Palmer Luckey’s Oculus Rift follows a similar convention. The idea of VR had been around for decades, but practical application of the concept was costly and limited. In trying to crack why so many VR systems had failed to reach consumer scale, Luckey looked to what new technologies had gradually emerged since the failures of his predecessors. “With screens from mobile phones, which the smartphone arms race had made bigger, crisper and less expensive than ever before,” he was able to come up with a cheaper, lightweight version of a military-grade VR headset. The Oculus and its technology have led to a gold rush in an entirely new industry, all thanks to a novel repurposing of existing, ongoing improvements in smartphone technology.
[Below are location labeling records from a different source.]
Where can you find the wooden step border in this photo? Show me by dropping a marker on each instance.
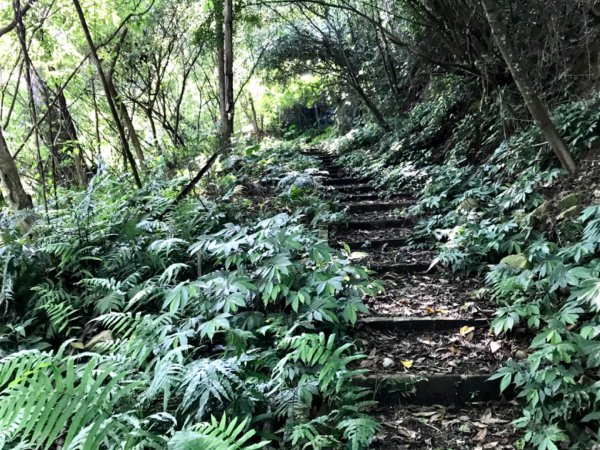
(435, 389)
(406, 269)
(343, 181)
(378, 206)
(375, 224)
(404, 323)
(375, 243)
(362, 188)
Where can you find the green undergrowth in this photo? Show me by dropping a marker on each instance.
(492, 200)
(129, 321)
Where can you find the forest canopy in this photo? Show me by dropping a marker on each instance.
(190, 189)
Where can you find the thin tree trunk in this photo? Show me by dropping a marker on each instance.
(224, 15)
(220, 35)
(257, 130)
(113, 109)
(59, 134)
(12, 188)
(126, 118)
(518, 70)
(28, 72)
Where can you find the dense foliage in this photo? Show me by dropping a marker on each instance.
(192, 316)
(511, 215)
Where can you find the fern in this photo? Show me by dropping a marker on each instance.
(58, 397)
(359, 432)
(216, 435)
(206, 383)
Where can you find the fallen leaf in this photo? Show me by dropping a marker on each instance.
(466, 330)
(495, 346)
(481, 435)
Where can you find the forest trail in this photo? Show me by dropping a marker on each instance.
(428, 339)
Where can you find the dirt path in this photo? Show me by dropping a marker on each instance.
(428, 338)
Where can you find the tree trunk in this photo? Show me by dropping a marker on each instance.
(126, 119)
(224, 21)
(12, 187)
(377, 114)
(258, 132)
(59, 134)
(113, 109)
(519, 73)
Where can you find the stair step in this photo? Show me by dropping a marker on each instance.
(394, 323)
(400, 268)
(356, 188)
(334, 181)
(375, 224)
(376, 206)
(376, 197)
(436, 389)
(376, 243)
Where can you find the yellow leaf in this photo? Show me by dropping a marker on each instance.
(466, 330)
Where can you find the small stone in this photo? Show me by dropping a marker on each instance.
(387, 362)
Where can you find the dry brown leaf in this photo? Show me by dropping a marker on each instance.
(481, 435)
(495, 346)
(466, 330)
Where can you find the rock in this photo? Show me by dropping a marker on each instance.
(568, 201)
(518, 261)
(468, 204)
(570, 213)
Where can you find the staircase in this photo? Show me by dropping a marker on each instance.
(430, 350)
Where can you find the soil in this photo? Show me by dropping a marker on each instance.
(375, 215)
(371, 235)
(464, 351)
(477, 426)
(371, 197)
(432, 295)
(393, 255)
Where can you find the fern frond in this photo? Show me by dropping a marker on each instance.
(216, 435)
(207, 380)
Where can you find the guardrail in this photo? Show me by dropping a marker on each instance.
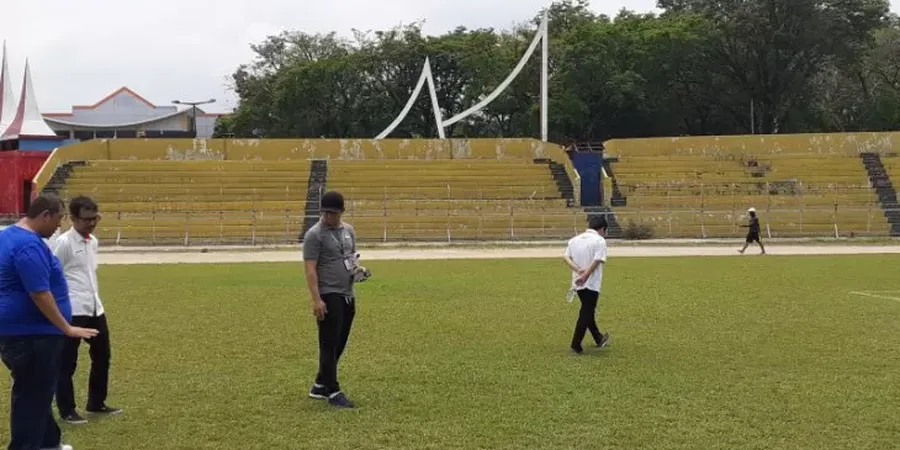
(399, 225)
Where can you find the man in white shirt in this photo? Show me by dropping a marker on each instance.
(77, 252)
(586, 255)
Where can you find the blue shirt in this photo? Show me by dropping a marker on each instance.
(27, 265)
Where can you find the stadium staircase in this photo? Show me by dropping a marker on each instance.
(563, 183)
(617, 198)
(318, 178)
(884, 188)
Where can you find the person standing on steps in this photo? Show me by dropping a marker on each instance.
(330, 259)
(77, 252)
(586, 255)
(35, 312)
(752, 233)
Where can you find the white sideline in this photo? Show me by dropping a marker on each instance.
(371, 254)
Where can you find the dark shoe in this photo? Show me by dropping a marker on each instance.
(604, 341)
(340, 400)
(72, 418)
(105, 410)
(319, 392)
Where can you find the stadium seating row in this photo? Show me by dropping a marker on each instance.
(707, 193)
(253, 201)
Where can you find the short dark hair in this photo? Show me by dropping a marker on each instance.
(81, 202)
(597, 223)
(44, 203)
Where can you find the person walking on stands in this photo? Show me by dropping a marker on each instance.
(332, 267)
(586, 256)
(77, 252)
(35, 312)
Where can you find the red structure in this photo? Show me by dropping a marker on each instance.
(17, 169)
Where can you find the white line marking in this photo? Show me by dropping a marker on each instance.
(896, 299)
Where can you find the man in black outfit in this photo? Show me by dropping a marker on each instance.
(329, 253)
(753, 233)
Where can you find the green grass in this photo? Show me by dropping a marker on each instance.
(707, 353)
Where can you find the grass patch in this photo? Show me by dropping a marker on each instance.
(712, 353)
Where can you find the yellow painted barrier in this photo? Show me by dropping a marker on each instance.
(849, 144)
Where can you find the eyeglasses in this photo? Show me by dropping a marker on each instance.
(89, 219)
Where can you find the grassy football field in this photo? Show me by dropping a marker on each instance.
(706, 353)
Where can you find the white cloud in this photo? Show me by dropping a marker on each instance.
(83, 50)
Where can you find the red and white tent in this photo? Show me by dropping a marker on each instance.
(28, 121)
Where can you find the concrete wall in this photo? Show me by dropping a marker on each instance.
(16, 168)
(304, 149)
(850, 144)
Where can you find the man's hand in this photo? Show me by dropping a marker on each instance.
(80, 333)
(583, 275)
(319, 309)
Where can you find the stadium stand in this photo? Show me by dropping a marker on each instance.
(453, 199)
(200, 201)
(692, 190)
(474, 190)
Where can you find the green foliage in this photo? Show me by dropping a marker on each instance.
(697, 68)
(637, 231)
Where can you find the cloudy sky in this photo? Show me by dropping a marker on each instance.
(82, 50)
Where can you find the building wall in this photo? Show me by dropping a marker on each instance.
(17, 168)
(119, 109)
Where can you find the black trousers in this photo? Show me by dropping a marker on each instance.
(100, 351)
(334, 331)
(34, 364)
(586, 320)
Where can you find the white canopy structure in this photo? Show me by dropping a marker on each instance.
(7, 101)
(28, 122)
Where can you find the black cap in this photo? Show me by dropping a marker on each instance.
(332, 202)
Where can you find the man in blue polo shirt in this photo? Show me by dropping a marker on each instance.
(34, 318)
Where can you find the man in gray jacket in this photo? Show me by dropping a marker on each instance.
(329, 253)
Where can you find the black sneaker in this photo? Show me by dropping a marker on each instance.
(73, 418)
(318, 392)
(106, 410)
(603, 342)
(340, 400)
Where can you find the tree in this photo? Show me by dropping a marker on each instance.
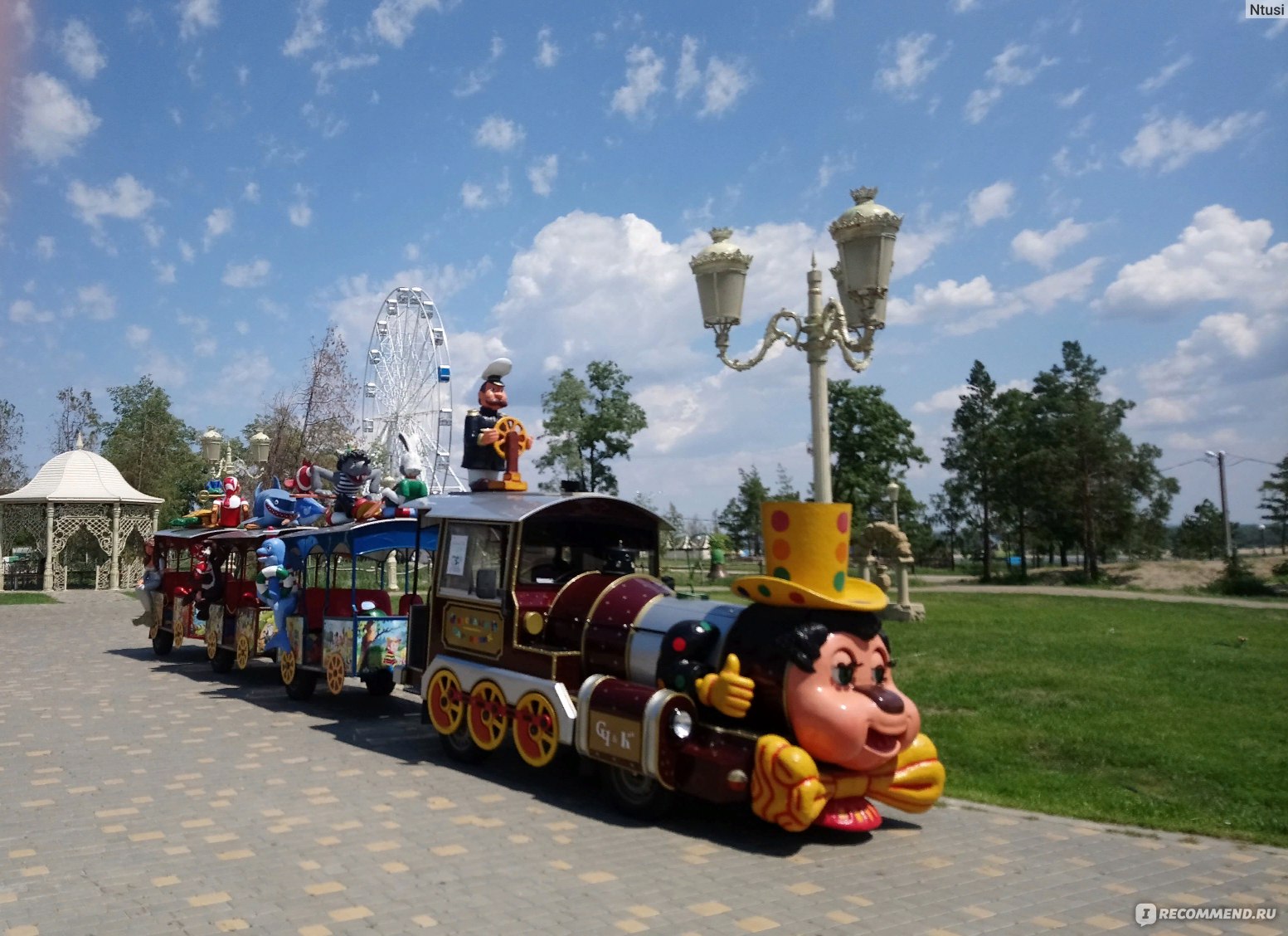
(153, 447)
(77, 418)
(971, 454)
(741, 517)
(587, 424)
(1202, 534)
(872, 445)
(1274, 500)
(13, 472)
Mark Zuckerberg noted that the innovation that made his company possible was the "early conception of a true online identity" Facebook followed the roll-out of standard issue .edu email addresses by American universities in the early 2000’s - each assigned directly to a student the time of enrollment. Due to the one-to-one relationship between students and .edu addresses, members of Facebook were encouraged to accurately portray themselves on the site, thereby giving Facebook a leg up on its more shady predecessors. This concept became the bed-rock of one of the most transformative technologies at the turn of the century - true human identities online.

Hiding in Plain Sight

In this vein, I often think the best innovations are likely right under our noses, slowly incubating in an slowly shifting ecosystem. At what point does X technology become just small enough or Y technology become just fast enough that the ideas of our past begin delivering the futures we were promised? For example, for years the internet of things and big data have been heralded as leaders in the next wave of technology innovation, with little visible improvement in our day to days when compared with smartphones and computing technology. Perhaps the roll-out of 5G cell networks will be the incremental improvement that ignites the true delivery of these technologies’ main-stream value.

If you look at Gartner’s Hype Cycle, it accounts for these “checkback innovations.” After an initial inflation of public expectations, the slow, tedious, and true work of innovating begins; sometimes this can be a multi-year or multi-decade process. Despite these timetables, it does give great hope to the technologists, designers, and entrepreneurs of the world to realize that light nuance and tiny improvement can spur the same game-changing companies that all-in-one innovations promise. Keep your eyes peeled.